Appellant further argues that the plaintiff failed to prove the nine elements of fraud required to be proven by clear *356and convincing evidence. The trial court properly instructed the jury as to the nine elements of fraud. The court also instructed the jury that the elements of fraud must be proven by clear and convincing evidence. By its verdict, the jury found that the elements of fraud were proven by clear and convincing evidence. In denying the appellant’s motion for a new trial, the trial court had to find that the plaintiff proved the elements of fraud by clear and convincing evidence. We concur. Madison Chevrolet, Inc. v. Donald, 109 Ariz. 100, 505 P.2d 1039 (1973); Sarwark Motor Sales, Inc. v. Husband, 5 Ariz.App. 304, 426 P.2d 404 (1967).

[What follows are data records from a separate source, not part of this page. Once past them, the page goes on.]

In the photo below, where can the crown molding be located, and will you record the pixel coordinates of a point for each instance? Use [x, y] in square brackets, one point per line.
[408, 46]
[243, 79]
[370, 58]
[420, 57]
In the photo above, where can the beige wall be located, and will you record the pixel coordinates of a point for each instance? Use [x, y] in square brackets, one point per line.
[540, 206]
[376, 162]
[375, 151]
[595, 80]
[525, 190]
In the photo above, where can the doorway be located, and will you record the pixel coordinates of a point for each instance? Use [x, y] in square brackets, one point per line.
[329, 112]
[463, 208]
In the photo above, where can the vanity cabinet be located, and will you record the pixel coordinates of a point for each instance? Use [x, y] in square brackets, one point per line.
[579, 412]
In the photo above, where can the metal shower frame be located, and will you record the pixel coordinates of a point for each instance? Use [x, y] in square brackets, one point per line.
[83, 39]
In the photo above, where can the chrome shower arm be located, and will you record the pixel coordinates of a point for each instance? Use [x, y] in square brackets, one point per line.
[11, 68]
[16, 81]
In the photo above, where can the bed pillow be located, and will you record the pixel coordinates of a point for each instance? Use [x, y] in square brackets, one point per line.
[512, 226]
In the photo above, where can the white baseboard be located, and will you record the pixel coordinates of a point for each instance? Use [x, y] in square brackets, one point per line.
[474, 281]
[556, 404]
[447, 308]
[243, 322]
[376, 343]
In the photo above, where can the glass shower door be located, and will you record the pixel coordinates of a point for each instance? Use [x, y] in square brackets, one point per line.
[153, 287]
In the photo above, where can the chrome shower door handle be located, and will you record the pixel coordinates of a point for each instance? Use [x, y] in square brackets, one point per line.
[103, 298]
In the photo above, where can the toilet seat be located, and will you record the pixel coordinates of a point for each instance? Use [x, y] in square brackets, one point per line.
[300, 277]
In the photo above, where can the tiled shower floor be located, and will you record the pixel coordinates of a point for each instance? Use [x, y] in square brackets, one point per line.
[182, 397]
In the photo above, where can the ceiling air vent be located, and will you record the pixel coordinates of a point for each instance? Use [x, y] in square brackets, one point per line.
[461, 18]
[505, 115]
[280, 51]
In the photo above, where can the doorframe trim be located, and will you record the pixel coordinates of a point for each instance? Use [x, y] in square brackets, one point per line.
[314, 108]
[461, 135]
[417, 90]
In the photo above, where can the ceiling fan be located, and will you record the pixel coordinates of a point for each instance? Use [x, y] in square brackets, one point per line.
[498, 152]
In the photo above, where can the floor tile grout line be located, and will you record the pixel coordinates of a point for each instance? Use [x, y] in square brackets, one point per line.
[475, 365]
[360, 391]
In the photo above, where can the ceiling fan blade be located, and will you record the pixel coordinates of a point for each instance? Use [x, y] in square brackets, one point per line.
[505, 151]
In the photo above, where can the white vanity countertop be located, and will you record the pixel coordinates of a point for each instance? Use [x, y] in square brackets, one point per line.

The second question on review is whether the trial court erred in submitting the question of punitive damages to the jury. Appellant contends that there was no evidence that the conduct of defendant was “either aggravated, outrageous, wanton or malicious” and thus punitive damages were not proper. We disagree. Our Supreme Court adopted the viewpoint expressed in King v. O’Rielly Motor Company, 16 Ariz.App. 518, 494 P.2d 718 (1972), where Judge Howard stated :
“In noting that punitive damages were properly awarded in Sarwark, where the defendant repeatedly contended that his company did not turn back the mileage on a car, and in Lewis v. Worldwide Imports, Inc., supra, where the defendant sold a previously wrecked car as ‘a demonstrator in the condition of a new car,’ we believe that a review of the record herein supports a jury finding that O’Rielly conducted itself with ‘reckless indifference to the interests of others,’ Nielsen v. Flashberg, supra; McNelis v. Bruce, 90 Ariz. 261, 367 P.2d 625 (1961) ; and that such conduct is in violation of societal interest to such an extent as to warrant punishment so as to deter further wrongdoing. (Citations omitted).” Madison Chevrolet, Inc. v. Donald, 109 Ariz. 100, 103, 505 P.2d 1039, 1042 (1973).
The record before us supports a jury finding that Scott Imports conducted itself with “reckless indifference to the interests of others” and the trial court did not err in submitting the question of punitive damages to the jury. We affirm.
DONOFRIO, P. J., and OGG, J., concur.